Bodily abuse and starvation strikes
The U.N. consultants expressed specific concern for Viktoryia Kulsha, who was initially sentenced to 2 1/2 years for moderating a Telegram messaging channel that urged drivers to dam streets throughout the 2020 protests. 4 extra years had been tacked on for allegedly disobeying jail officers.
Human rights teams say the 43-year-old has gone on not less than six starvation strikes protesting abuses in Penal Colony No. 24 in Zarechcha. The U.N. consultants mentioned in Could her situation “has been life-threatening for a while now.”
Sharenda-Panasiuk, who was in the identical penal colony, mentioned she noticed a guard in 2023 punch Kulsha within the again, inflicting her to fall. The identical guard later choked her by grabbing her from behind, she added.
“Viktoria slit her veins and went on starvation strikes in protest towards the tyranny of the jail authorities and this slaughterhouse, however it stored getting worse and they’re driving her to the brink,” Sharenda-Panasiuk mentioned. “Her sicknesses have worsened. … She has issues along with her breasts, with the thyroid gland.”
Situations in Penal Colony No. 24 are among the many harshest, she mentioned, describing stints in solitary confinement as torture. Girls usually work 12–14 hours a day, together with Sundays, to satisfy quotas. They’re beneath 24-hour surveillance, aren’t allowed walks outdoors, should put on the identical garments consistently and sometimes haven’t any alternative to wash.

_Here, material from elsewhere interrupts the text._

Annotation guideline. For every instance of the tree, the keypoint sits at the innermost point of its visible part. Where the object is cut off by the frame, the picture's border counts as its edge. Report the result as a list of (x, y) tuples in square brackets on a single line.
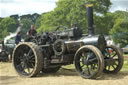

Strip searches are carried out by each female and male staff, Sharenda-Panasiuk mentioned, and “throughout a switch from place to put, it was primarily males who searched me.”
Stints in a ‘disgrace cage’
Natallia Dulina was arrested in 2022, convicted of extremism — a typical cost for dissidents — and sentenced to three 1/2 years. She was pardoned and launched in June with 13 different political prisoners, and brought to neighboring Lithuania following a go to to Minsk by U.S. particular envoy Keith Kellogg.
The 60-year-old Italian trainer at Minsk State Linguistic College described notably harsh therapy at Penal Colony No. 4, together with the set up of a “disgrace cage” within the courtyard. Girls are pressured to face within the cage for hours, in all climate, to punish them for disciplinary violations, she mentioned.
No such cages exist in males’s penal colonies, Sapelka mentioned, and “the authorities will give you new methods to abuse girls specifically.”
U.N. consultants referred to as this punishment “inhuman and degrading.”
“I made a decision that if somebody ever tries to place me on this cage, I merely is not going to go there — I’ll go straight into solitary confinement,” Dulina mentioned in an interview from Vilnius.
She described arbitrary punishment, including she as soon as misplaced visitation rights for feeding bread to a pigeon. Regardless of the tough circumstances, she mentioned she refused to confess guilt or request a pardon.
Lasting results for freed prisoners
Kanavalava, who lives in Warsaw along with her household, admits that “jail isn’t over but” for her as a result of her husband nonetheless has practically two years left on his sentence.
Neither is the anxiousness. She mentioned “the worry of shedding my very own youngsters haunts me even in my desires.”
“It’s unimaginable to get used to the tyranny of the Belarusian authorities, however it’s even tougher to clarify to youngsters and to your self the excessive worth that Belarusians pay for his or her need to be free,” Kanavalava mentioned.